As of November 9, USDA saw U.S. ending stocks at 1,899 million bushels for corn, 210 mb for soybeans and 312 mb for wheat. World ending stocks were pegged at 110 million metric tons for corn, 49 mmt for soybeans and 109.9 mmt for wheat.
The underlying usage factors that could be changed to alter those ending stocks estimates include U.S. ethanol use for corn (pegged at 3,200 million bushels for two months in a row), biodiesel use for soybeans (4.2 billion pounds of soybean oil) and exports (2,350 mb for corn; 975 mb for soybeans, and 1,150 mb for wheat). Given that current accumulated export sales have already reached 90 percent of the expected total for wheat and over 60 percent for the row crops, at some point the government is likely to change its expectations for the 2007-2008 marketing year.
Meanwhile, Tuesday's crop production report will provide a summary only for the cotton crop. Depending how bearish the outlook for cotton remains, this crop could once again give up acres to corn and soybeans in spring 2008. Prices in the cotton market have been trending lower throughout the past month, but that has been a reaction to bearish fundamentals long known by traders. The overall trading volume was light last week, suggesting noncommercial (speculative) traders were not especially eager to take positions based on their predictions for Tuesday's report. In November, USDA made a bearish adjustment to its cotton production forecast, pegging it at 18.9 million bales.
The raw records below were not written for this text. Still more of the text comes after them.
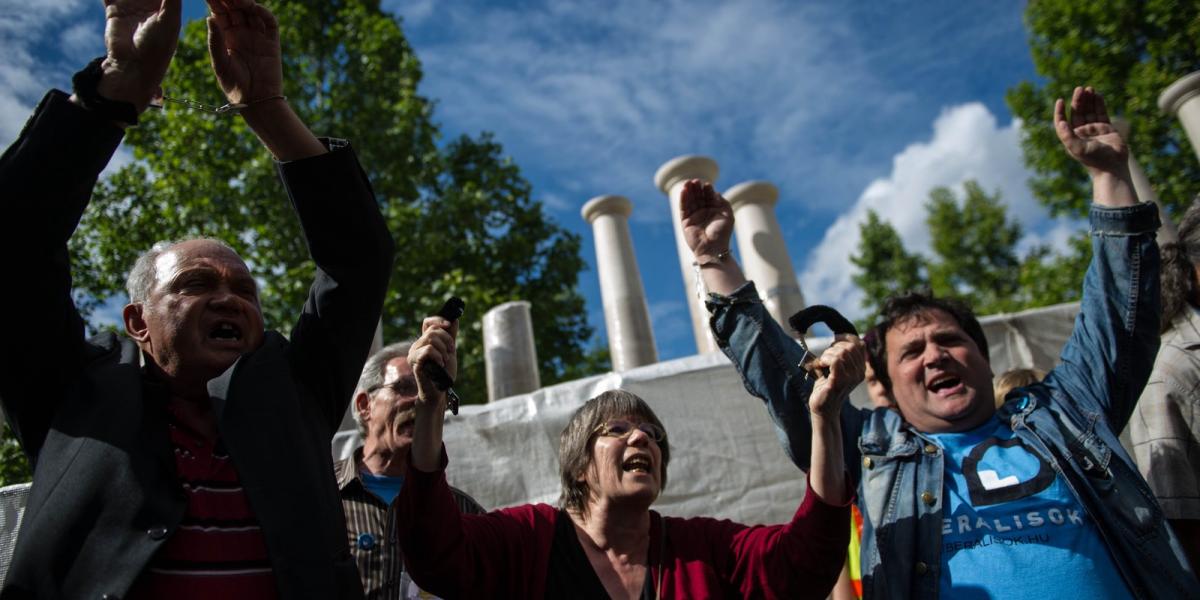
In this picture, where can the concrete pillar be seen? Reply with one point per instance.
(1182, 100)
(670, 179)
(762, 249)
(625, 313)
(509, 353)
(1167, 233)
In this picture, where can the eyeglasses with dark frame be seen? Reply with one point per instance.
(405, 388)
(622, 429)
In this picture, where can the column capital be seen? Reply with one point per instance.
(683, 168)
(753, 192)
(1176, 94)
(606, 205)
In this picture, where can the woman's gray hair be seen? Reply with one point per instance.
(372, 373)
(579, 437)
(1179, 274)
(141, 281)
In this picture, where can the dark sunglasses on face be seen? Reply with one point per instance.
(622, 429)
(405, 387)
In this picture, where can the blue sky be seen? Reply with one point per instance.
(844, 106)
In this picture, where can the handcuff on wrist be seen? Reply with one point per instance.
(84, 84)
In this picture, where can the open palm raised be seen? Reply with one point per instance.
(141, 37)
(707, 220)
(1089, 136)
(244, 45)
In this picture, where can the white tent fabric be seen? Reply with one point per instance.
(725, 457)
(12, 508)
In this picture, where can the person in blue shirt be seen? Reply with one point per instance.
(959, 498)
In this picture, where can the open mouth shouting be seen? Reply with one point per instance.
(637, 463)
(226, 333)
(945, 384)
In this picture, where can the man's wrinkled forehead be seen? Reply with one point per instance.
(904, 327)
(193, 253)
(396, 369)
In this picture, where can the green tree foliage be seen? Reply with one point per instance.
(462, 215)
(1129, 51)
(13, 466)
(975, 249)
(975, 258)
(885, 267)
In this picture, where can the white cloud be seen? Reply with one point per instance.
(966, 144)
(414, 12)
(605, 96)
(23, 78)
(83, 42)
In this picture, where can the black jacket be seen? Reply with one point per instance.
(105, 493)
The numbers from Tuesday's World Agriculture Outlook Board will come out more than a week after the Australian Bureau of Agricultural and Resource Economics (ABARE) announced its projection for 12.7 mmt of wheat to be harvested in Australia; USDA has a long-standing prediction of 13 mmt of Australian wheat production. Additionally, Stats Canada said Thursday that Canada produced 14.7 mmt of non-durum wheat, and the country's canola production figure was also below the five-year average. IBGE's (the Brazilian statistics agency) estimate for Brazilian soy production as of Monday the 10th was 58.35 mmt. Meanwhile, Argentina has decided to keep its export registry closed until Christmas, but this is not earth-shattering for world grain trade in the long term.
As we wait for any market reaction to Tuesday morning's numbers, it's important to bear in mind how vulnerable markets have become to volatile movement. Corn, soybeans and wheat all saw bullish interest from investors last week, developing short-term higher trends consistent with the expectation for decreased stocks figures. The soybean market has been buoyed by a huge net-long futures position built up by noncommercial (speculative) traders. That support may remain as long as -- but only as long as -- there is fundamental uncertainty about South American production.
Also, watch for an interest rate decision from the Federal Open Market Committee (FOMC) Tuesday afternoon. Anticipation of that could spark some jittery trade in outside markets, and soybean and grain markets are vulnerable to spillover macroeconomic uncertainty.